旭が事件の犯人でないことは始めから分かっていた。


日本の警察はそこまでバカじゃない。


しかし、組の人間に事情聴取をした時に、一部がしきりに旭を犯人にしたがっているような供述をしていたのだ。


だから警察はそれを逆手に取ることにした。


警察はあたかも旭をずっと怪しんでいると思わせて、秘密裏に組内部の捜査を進めていたのだ。


でもそこには旭への嫉妬の気持ちも確かにあった。


特に真紘と旭が再会してから、綾人は内心いつもどこか焦っていた。


だからあの日、張り込みで撮った旭と真紘の写真をわざわざ彼女に見せ、旭が事件の真犯人だという言い方をした。

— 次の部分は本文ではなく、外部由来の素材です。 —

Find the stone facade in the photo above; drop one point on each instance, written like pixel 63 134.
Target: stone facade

あわよくば旭への想いが薄まってほしかったが、むしろそれは逆効果だったようで。


2人は高校卒業以来会っていなかったはずなのに、離れていた時間を感じさせない強い絆で結ばれていた。


「元恋人が殺人犯だと言われても、そんなはずないってハッキリ言えるのはなかなかできることじゃないよ。もうあの時既に俺はアイツに敵わないって悟ってた。カウントダウンが始まってることも気づいてた。それでもやっぱり、ギリギリまで真紘のそばにいたかったんだ……」


まるで子供に絵本を読み聞かせるような落ち着いた綾人の声に、真紘は涙を堪えきれなかった。


綾人と過ごした日々は穏やかで、彼のことも、一つ一つの思い出も、こんなに愛おしく感じるのに。


それでも真紘にとって、旭はそれ以上の存在なのだ。